服装とバットの残骸を確認し、ミソノは震える声でその名を呼んだ。
「……ユージロウ」
死体袋を抱えたロゴスが、気遣ってミソノに言う。
「こいつの遺体は俺が回収しておく。二人は瓦礫の中に居る学生たちを見て来な」
「うん……ありがとう。お願いね」
力なくうなずいて、ミソノは瓦礫の隙間へと移動した。フードもその後へと続く。
暗い隙間を抜ける途中、唐突にミソノは語り始めた。
「ユージロウはね、おとといウチの会社に入ったばかりだったんだ。強くなって家族を養うって張り切ってた。でも、張り切りすぎて勝手に単独行動して、仲間を危険にさらした。そういうのが分かっていない人はね、現場に出ちゃいけないんだ。その結果がこれ。ユージロウもコウジも死んだ。私とロゴスだって、貴女の助けが無かったらどうなっていたか分からない。それを見極めるのが、雇い主である私の仕事なのに……」
前を歩いているうえに、暗くてその表情はフードには見えなかったが、ミソノの声は泣いていた。
気の毒に思い、フードは言葉をかける。
「あまり、自分を責めるものじゃないよ。私にはそういうの、よく分からないけど、ミソノが悪いんじゃないと思う」
「……ありがとう、フーちゃん」
ミソノの寂しげな声が、暗闇の中で響く。
自分があの時青年に加勢していれば、何かが変わっただろうか。そんな事を考えて、フードは後悔する。たとえそれが、どうしようもなく過ぎた事だと分かっていても、そうせずには居られなかった。
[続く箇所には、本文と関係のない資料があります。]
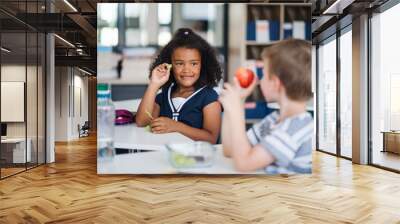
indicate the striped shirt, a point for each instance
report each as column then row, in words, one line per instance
column 290, row 142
開けた場所に出ると同時に、周囲がやや明るくなった。瓦礫で作られた空洞は天井部分が少しだけ空いていて、そこから外の光が降り注いでいる。
ミソノが首をかしげた。
「ここ?」
「そう……っ! そんなはずは!」
ミソノの後に続いて空洞に入ったフードは、その中に広がる光景に目を疑った。
「無いっ。ここに、確かに有ったはずなのに!」
フードは自分の目覚めた位置まで駆けていき、周囲を探る。しかし、数えきれないほど転がっていた女学生たちの死体は、今はどこにもなかった。
「これが、フーちゃんの倒した人型アンライフだよね?」
ミソノの質問に、フードは振り返る。ミソノは地面に転がる人型の怪物を指さしていた。頭部に鉄棒が刺さったそれは、間違いなくフードが倒した個体だ。
「うん。そう。私が倒した。でも―――」
「ここにあったはずの遺体がなくなっていると。ユージロウの行動範囲から見て、おそらく二時間は経っていないはず」
ミソノの推測に、フードも頷く。自分が移動していた時間も、大体そのくらいだ。
「二時間の間に、誰かが死体を運び出した?」
もぬけの殻となった空洞を見渡して、混乱気味にフードは呟いた。